Of course not, as this week the Ravens get stuck with Jeff Triplette. AGAIN.

You may remember Triplette’s crew and the 12 penalties for 98 yards that they threw at the Ravens in their Week 5 loss to the Cleveland Browns.

I can’t put it all on the officiating crew, as a handful of those penalties against Baltimore were totally warranted (Jason Babin’s Illegal Use of Hands and Lawrence Guy‘s Roughing the Passer penalties the worst of the bunch) and inevitably proved to be 100% costly in a game that ended with the Ravens on the wrong side of a three-point loss, but there were still some questionable calls in that game that favored Cleveland (9 penalties for 74 yards in that game).

Overall on the season, Triplette is assessing an average of 8.7 penalties per game on the visitors for 78.3 penalties yards per game. On the home team, the crew is averaging 6.3 penalties per game for 52 yards per game.

How does this stack up against the league averages? Throughout the NFL this season, teams are averaging seven penalties for 60.2 yards per game. This shows a CLEAR advantage for the home team (Triplette’s crew is below league average) and an equally clear disadvantage for the visitors (same crew calls more than the league average on the out of towners).

With the Ravens being the home team, that should provide a MINOR glimmer of hope, but the bigger issue will be Triplette’s crew continuing on their quest to be the most inept crew in the league when it comes to correctly enforcing and recognizing the most basic rules and principles in the officiating handbook.

Triplette Crew

Baltimore fell victim to Triplette’s incompetence in their game against Cleveland earlier this year, as the crew missed a handful of extremely easy calls, most notably a incomplete pass to Brian Hartline down the sideline (initially ruled complete) and a step out of bounds by Duke Johnson Jr. as he dashed down the sideline (initially ruled a 44 yard catch-and run, reversed to a mere 12 yard completion).
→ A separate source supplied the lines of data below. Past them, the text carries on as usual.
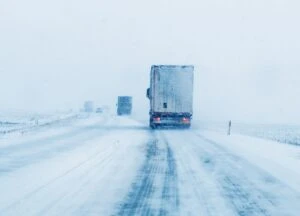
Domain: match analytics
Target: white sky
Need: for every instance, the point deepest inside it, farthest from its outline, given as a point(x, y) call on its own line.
point(56, 54)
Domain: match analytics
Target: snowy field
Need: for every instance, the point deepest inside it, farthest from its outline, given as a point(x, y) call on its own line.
point(108, 165)
point(289, 134)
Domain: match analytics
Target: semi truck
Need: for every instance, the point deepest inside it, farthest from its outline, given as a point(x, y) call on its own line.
point(124, 105)
point(171, 95)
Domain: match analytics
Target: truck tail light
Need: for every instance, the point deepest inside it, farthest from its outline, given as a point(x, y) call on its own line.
point(156, 119)
point(184, 119)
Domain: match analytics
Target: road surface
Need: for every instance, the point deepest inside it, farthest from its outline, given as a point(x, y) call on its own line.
point(120, 167)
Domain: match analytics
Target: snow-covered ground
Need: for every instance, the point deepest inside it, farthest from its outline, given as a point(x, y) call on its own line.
point(107, 165)
point(283, 133)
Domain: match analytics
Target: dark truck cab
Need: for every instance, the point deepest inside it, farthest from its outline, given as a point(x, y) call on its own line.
point(124, 105)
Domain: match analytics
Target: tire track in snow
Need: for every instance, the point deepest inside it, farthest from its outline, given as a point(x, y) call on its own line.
point(155, 190)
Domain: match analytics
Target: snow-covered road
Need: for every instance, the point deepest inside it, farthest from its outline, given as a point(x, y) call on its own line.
point(117, 166)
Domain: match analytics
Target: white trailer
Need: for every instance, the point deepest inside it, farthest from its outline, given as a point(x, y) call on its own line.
point(171, 95)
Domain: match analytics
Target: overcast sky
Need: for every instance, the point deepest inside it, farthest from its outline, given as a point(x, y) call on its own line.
point(56, 54)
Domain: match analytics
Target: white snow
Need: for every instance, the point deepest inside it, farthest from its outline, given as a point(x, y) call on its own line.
point(108, 165)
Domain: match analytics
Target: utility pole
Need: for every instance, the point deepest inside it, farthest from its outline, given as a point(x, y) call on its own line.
point(229, 128)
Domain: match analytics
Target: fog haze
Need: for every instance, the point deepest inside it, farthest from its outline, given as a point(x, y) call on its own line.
point(56, 54)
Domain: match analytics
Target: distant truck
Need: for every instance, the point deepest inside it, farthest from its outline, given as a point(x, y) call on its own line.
point(124, 105)
point(88, 106)
point(171, 95)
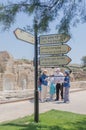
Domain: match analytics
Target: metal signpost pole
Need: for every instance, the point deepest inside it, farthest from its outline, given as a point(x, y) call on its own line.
point(36, 103)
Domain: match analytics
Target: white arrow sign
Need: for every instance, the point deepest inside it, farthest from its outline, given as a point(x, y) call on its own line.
point(24, 36)
point(54, 38)
point(55, 49)
point(51, 61)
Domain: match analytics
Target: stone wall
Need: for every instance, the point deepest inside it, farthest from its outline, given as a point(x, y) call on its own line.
point(16, 74)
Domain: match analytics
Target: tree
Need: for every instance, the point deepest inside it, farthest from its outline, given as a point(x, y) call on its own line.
point(67, 13)
point(84, 60)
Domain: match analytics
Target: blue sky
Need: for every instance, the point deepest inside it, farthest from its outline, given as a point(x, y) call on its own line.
point(19, 49)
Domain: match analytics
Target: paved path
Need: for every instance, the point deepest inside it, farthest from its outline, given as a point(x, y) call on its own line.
point(16, 110)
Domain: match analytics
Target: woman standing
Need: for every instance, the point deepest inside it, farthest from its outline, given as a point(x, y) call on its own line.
point(44, 84)
point(66, 86)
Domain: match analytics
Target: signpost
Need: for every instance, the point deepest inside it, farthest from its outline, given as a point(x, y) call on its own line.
point(52, 49)
point(24, 36)
point(52, 61)
point(54, 38)
point(55, 49)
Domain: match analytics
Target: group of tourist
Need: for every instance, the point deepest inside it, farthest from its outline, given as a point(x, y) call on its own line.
point(59, 84)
EVENTUALLY the officials got the calls corrected, but it took a few challenges by John Harbaugh (and the HQ back in New York, who was likely face-palming over every call) to get the calls on the field corrected. And in both cases mentioned above, the CBS officiating crew was able to quickly determine the call on the field was incorrect, yet the officials who are paid to get those calls correct couldn’t identify their errors. There was no grey area to be assessed on either call, nor was their any possible way the calls would stand – they were simply egregious whiffs by Triplette’s crew, which is by all measures inexcusable.

With that in mind, Harbaugh needs to start this game against the Chiefs with the red challenge flag in his hand, ready to launch at any given moment.

Unfortunately, the Ravens and winning challenges haven’t exactly been synonymous this season.

Per Pro Football Reference, Harbaugh has successfully won just three of his eight challenges this season, with two of those successful challenges coming in that Ravens/Browns game officiated by Triplette. Since that game, Harbaugh has gone 0-for-4 on challenges, which doesn’t exactly sit well with many fans looking to place blame in a season that’s been nothing shy of an episode out of the Twilight Zone.

Take the poor officiating, sprinkle in a bunch of backups starting for the Ravens, and throw in a dash of losing challenges, and you have the perfect recipe for a potential disastrous day for the Ravens.